Thinking about privacy implications before, not after the event

The NSW Government's Office of the Privacy Commissioner has for some time been urging agencies to give early consideration to privacy issues when considering new policies and projects. It has even published a checklist in its Privacy Essentials series (Number 3) to assist.

It doesn't go into whether in establishing a new organisation it will be covered by privacy legislation but in light of the following perhaps it should.

According to an article in today's Australian Financial Review, the Government found itself on the back-foot regarding privacy implications arising from the establishment of the Public Transport Ticketing Corporation.

With NSW years behind in integrating ticketing and fare payment systems for public transport, no one could oppose the idea of establishing a single purpose organisation to at last make this happen. However, legislation introduced in the Parliament would initially establish the corporation as a statutory body which in due course would be transformed into a State Owned Corporation.
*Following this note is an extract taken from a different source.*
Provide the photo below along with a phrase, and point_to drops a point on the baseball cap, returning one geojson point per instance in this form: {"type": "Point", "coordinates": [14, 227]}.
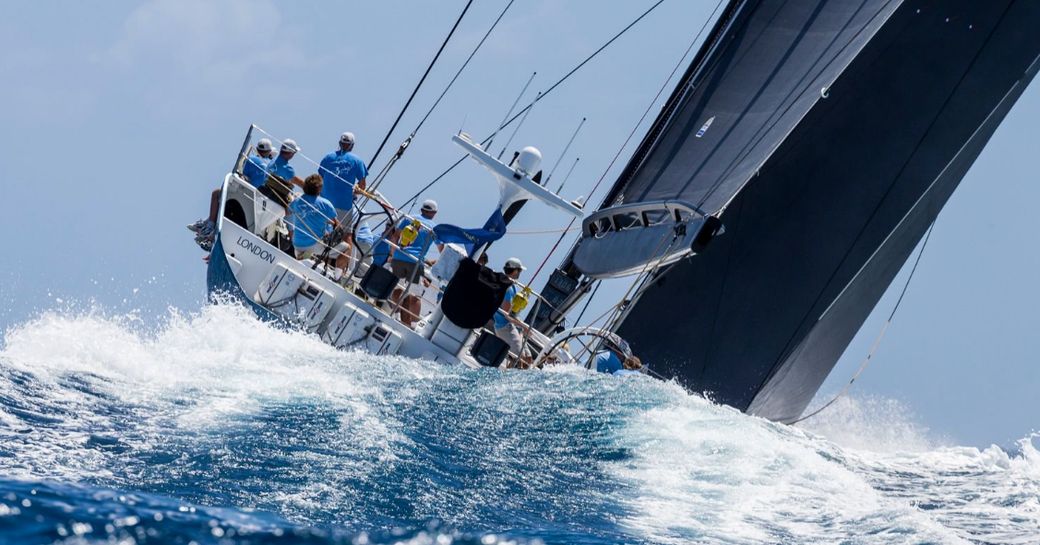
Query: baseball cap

The privacy problem is that State Owned Corporations in NSW are not subject to NSW privacy laws, except in respect of the handling of health information. Of the 16 bodies listed in Schedule 1 of the State Owned Corporations Act - the list includes, Sydney Ferries, Sydney Water and NSW Lotteries - only 1 (Integral Energy) is subject to the Private Sector provisions of the Federal Privacy Act. Some of the rest "voluntarily" agree to comply with NSW privacy law.

The (Opposition) Member for Hornsby, Judy Hopwood, raised the privacy concern in the course of parliamentary debate on 1 March 2006. It hadn't been mentioned by government speakers in introducing the Bill. The Deputy Leader of the Opposition also referred to an FOI application for documents relating to the management of the ticketing initiative which is long overdue.

The answer to the problem is simple enough; make all State Owned Corporations - including the proposed Public Transport Ticketing Corporation - subject to the Government's own privacy legislation.

Perhaps these issues will be addressed in the long overdue statutory review of the NSW Privacy and Personal Information Protection Act. The Act required the Attorney General to table the Report on the Review no later than November 2004. It is still to appear.

The Financial Review reports that the Greens plan to move an amendment in the Legislative Council that the Ticketing Corporation not be exempt from NSW privacy law.